3) Presuming the ultimate goal is to identify cohesive subgroups in a graph that reflect some group shared identity or pattern of homophily (eg propensity to purchase a product, donate to a political cause, etc), I believe subgroup measures would likely better identify meaningful social groups than the connected components (as the CC is so broad, homophily predictions based on it will have a lot of noise).
Therefore, I’m curious what other network structure measures you have implemented or are considering?
I think i have a solution that takes O(n) space and log(n-1) iterations. Looking at the description, RapLeaf’s algorithm takes n iterations. Is that true?
@uday: Rapleaf’s algorithm takes O(log(n)) iterations to run. The same is true of the example “suboptimal solution.”

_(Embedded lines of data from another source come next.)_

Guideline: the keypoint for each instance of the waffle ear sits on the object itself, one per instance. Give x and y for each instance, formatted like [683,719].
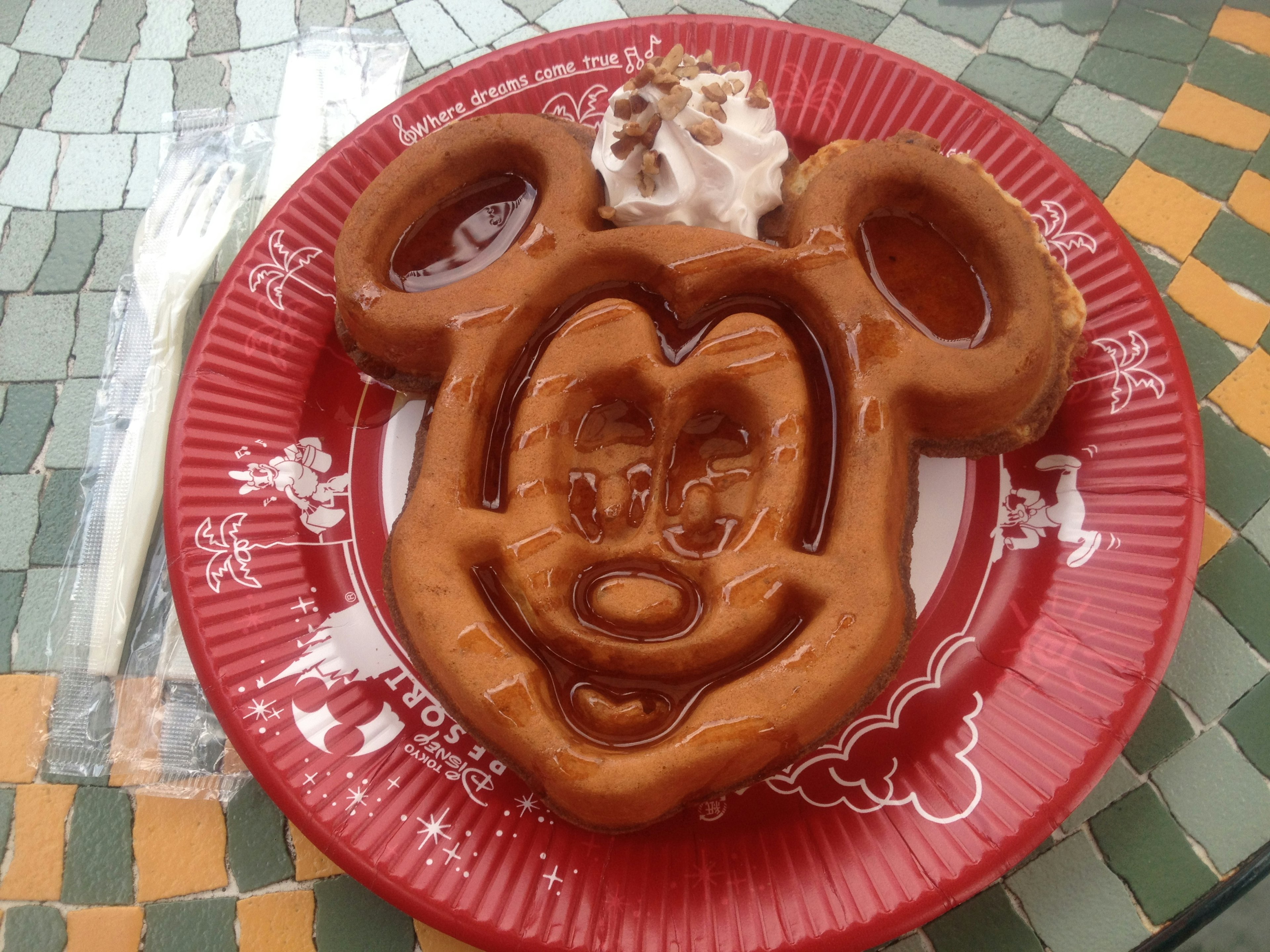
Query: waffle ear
[398,332]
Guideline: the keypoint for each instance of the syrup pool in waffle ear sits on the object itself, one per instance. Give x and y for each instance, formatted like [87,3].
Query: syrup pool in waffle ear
[658,540]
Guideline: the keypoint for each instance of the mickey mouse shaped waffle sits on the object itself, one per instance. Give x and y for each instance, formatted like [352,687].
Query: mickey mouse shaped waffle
[657,542]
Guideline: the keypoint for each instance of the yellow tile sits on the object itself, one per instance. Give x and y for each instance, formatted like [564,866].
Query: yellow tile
[180,846]
[1160,210]
[1216,535]
[105,930]
[312,864]
[1251,200]
[1245,397]
[1197,112]
[138,723]
[24,700]
[434,941]
[39,842]
[277,922]
[1209,300]
[1244,27]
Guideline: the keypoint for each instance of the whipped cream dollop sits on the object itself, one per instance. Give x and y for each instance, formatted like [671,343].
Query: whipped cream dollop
[709,153]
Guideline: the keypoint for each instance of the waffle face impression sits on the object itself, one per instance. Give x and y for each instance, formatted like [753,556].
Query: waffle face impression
[657,541]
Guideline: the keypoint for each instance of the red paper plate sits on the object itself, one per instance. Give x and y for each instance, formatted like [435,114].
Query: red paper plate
[1052,583]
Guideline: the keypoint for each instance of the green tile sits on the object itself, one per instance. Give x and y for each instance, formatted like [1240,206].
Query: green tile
[1249,723]
[1099,167]
[839,16]
[1208,358]
[35,930]
[1198,13]
[70,258]
[30,93]
[1239,252]
[7,795]
[1075,903]
[1164,729]
[1227,70]
[987,923]
[1260,163]
[1218,798]
[192,926]
[1161,272]
[1151,35]
[28,409]
[1238,470]
[11,602]
[1212,168]
[973,22]
[1133,77]
[1015,84]
[1118,781]
[1145,847]
[1078,16]
[59,517]
[100,849]
[1238,580]
[354,920]
[257,840]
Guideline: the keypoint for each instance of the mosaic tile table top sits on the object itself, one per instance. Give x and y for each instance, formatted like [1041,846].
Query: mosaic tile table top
[1163,107]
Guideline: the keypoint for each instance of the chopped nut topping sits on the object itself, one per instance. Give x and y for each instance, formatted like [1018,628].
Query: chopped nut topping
[674,102]
[706,133]
[714,111]
[655,125]
[714,92]
[624,146]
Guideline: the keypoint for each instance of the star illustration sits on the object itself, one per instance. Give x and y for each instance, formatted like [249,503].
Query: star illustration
[434,828]
[356,798]
[261,710]
[528,804]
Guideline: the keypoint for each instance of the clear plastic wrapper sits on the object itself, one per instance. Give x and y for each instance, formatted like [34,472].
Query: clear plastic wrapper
[129,706]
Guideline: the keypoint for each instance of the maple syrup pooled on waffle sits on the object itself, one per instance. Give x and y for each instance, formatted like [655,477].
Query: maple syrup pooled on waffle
[925,277]
[463,234]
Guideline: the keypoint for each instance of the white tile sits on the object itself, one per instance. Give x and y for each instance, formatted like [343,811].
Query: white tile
[266,22]
[917,41]
[148,98]
[88,97]
[369,8]
[1053,49]
[517,36]
[30,176]
[166,31]
[434,36]
[256,80]
[93,173]
[8,64]
[55,27]
[483,21]
[576,13]
[145,172]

@Jon: The graphs that Rapleaf deals with in production have a lot of components. The largest component contains a tiny fraction of all the nodes. Of course, different problems could have different graph topologies and a solution to this problem should be able to handle many different kinds of graphs.

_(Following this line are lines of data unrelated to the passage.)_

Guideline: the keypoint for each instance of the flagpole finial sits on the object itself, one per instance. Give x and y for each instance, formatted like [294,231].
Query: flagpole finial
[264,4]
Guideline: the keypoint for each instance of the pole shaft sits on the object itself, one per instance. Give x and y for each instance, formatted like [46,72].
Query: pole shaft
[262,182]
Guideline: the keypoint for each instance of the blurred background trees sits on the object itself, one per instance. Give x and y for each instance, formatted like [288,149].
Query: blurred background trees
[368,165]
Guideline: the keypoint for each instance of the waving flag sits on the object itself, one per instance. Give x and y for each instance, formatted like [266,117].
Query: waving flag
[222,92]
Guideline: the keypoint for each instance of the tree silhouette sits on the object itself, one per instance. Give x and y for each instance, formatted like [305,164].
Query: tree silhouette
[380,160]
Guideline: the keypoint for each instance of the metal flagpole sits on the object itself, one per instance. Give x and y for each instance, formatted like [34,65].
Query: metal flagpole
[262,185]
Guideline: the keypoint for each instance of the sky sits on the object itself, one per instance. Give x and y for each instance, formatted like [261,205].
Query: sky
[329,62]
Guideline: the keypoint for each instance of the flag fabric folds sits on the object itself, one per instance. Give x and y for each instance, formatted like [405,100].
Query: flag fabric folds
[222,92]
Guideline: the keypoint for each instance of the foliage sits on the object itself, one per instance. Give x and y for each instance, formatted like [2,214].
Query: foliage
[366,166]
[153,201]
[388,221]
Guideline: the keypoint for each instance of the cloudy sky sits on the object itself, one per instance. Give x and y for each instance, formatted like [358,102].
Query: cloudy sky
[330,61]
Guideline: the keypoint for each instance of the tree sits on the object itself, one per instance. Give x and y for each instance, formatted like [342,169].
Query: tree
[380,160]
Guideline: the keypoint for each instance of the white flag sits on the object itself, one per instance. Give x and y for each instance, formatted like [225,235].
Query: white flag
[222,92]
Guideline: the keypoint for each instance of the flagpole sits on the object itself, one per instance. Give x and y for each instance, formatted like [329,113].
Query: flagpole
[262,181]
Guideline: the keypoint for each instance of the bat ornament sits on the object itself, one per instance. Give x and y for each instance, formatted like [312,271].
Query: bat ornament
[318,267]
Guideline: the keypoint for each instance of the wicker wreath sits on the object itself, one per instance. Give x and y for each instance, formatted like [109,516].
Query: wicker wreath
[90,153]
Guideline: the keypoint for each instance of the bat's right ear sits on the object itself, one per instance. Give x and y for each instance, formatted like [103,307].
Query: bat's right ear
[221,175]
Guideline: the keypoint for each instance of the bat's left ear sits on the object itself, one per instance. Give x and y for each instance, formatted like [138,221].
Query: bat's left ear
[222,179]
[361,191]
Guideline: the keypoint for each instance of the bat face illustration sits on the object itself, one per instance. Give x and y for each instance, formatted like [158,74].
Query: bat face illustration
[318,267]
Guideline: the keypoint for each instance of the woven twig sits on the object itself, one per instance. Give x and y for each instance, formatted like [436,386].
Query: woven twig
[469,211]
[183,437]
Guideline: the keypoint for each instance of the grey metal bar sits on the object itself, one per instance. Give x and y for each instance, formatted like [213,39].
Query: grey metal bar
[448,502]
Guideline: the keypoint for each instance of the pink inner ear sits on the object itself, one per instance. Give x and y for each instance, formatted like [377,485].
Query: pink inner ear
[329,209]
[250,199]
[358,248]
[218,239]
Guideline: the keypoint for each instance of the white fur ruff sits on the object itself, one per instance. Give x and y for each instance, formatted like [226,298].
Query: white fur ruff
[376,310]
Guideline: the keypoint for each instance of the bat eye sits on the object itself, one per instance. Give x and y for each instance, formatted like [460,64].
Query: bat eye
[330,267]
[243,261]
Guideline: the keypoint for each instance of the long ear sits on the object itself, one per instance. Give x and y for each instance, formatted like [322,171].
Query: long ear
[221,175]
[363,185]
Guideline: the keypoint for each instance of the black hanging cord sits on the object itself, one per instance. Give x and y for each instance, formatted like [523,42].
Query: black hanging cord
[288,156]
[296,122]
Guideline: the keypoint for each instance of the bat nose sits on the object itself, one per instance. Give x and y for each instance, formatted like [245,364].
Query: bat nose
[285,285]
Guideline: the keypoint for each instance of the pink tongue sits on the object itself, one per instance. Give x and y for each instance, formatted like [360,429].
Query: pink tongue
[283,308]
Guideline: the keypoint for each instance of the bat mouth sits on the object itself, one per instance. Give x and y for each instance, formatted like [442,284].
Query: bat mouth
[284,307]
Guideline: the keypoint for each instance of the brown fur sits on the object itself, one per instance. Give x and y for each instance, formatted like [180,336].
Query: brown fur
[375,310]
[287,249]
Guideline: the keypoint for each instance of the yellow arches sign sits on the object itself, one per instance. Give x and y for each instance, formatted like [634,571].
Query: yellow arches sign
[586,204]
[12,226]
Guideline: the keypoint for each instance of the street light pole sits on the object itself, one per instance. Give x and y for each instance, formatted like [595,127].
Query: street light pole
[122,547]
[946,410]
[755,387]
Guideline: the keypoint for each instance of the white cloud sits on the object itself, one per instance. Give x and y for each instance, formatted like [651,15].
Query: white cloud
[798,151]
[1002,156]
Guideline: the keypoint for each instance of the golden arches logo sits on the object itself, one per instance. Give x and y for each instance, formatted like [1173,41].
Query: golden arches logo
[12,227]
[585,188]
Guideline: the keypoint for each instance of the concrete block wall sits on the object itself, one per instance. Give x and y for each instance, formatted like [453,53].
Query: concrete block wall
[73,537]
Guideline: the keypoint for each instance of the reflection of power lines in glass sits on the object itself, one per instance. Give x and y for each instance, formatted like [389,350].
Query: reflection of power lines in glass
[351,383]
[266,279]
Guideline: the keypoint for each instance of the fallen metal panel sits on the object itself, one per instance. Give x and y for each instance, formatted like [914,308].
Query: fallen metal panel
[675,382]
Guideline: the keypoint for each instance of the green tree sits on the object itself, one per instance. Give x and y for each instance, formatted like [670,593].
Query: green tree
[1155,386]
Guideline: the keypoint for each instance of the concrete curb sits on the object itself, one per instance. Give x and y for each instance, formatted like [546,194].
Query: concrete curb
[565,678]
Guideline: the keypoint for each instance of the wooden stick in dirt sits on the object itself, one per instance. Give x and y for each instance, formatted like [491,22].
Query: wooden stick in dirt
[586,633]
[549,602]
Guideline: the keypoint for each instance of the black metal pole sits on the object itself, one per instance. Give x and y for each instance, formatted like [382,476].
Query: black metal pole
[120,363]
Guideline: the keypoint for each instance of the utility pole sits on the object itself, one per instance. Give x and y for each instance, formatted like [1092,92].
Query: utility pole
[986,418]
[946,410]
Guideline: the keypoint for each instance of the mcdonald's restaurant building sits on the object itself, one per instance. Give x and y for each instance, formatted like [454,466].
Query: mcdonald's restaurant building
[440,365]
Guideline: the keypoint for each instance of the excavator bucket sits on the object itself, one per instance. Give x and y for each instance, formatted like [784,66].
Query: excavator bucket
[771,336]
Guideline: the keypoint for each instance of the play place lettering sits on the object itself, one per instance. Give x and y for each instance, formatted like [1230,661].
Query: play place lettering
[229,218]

How’s this? I think it’s O(2n) in space, and O(log n) in number of passes.
Job 1: Create two tuples per edge.
Map:
For each edge (a,b)
Let M = min(a,b)
Emit (a, M, a, b)
Emit (b, M, a, b)
Reduce:
None
Job 2: Find the smallest node ID that holds a reference to a node.
Map:
For each tuple (n, M, a, b)
Emit K = n, V = (M, a, b)
Reduce:
1. Iterate over all V
Let M’ = min (V.M, M’)
2. Iterate over all V,
Emit (V.a, M’, V.a, V.b)
Emit (V.b, M’, V.a, V.b)
Repeat Job 2 until there are no passes where M’ > M.
Job 3: Cleanup (the reduce step here is just to ensure a unique line per node)
Map:
For each tuple (n, M, a, b)
Emit K = n, V = M
Reduce:
Emit (K, min (V))
I’m interpreting the statement “Rapleaf’s algorithm takes O(log(n)) iterations to run” to implicitly allow “and each iteration processes O(m) records through map/reduce, unlike the less performant solution that processes many more records through later iterations. Therefore, a total of O(m log(n)) records are processed through many states of map/reduce, and the total run time is O(m log(m) log(n)) holding cluster size constant and considering each cluster’s loading to be big enough to require log linear sort time”.
I believe I have a solution that has more iterations than that, but for which after the first O(log(log(n)) iterations the size of the map/reduce jobs gets smaller and smaller, decreasing exponentially, so the total number of records processed through my algo is something like O(m * log(m) * log(log(n))) which seriously trumps O(m * log(m) * log(n)) .
I have submitted my solution to Nathan to referee.
-dk
I hadn’t read this blog when I wrote my solution. I therefore didn’t know that the graphs had no large connected component. My solution will perform well even if there is only a single connected component or one huge component and a second with only two nodes in it.
The reason that requires care to work well is that a solution that didn’t care about this issue might well have a job whose reducer sees a large number of records with a single key on the last iteration. This would be bad because map/reduce jobs are run on large clusters with hundreds of machines. Each machine runs the mapper code on a subset of the reducer output data, but all of the records with the same key have to go to the same reducer instance — leaving the rest of the reducer machines idle if most of the records share a common key.
-dk
Matrix Madness problem was kind of fun… As a non-CS major, it took me around three hours to figure out. It has a very simple yet non-intuitive solution. You should find it if you’re good at seeing patterns.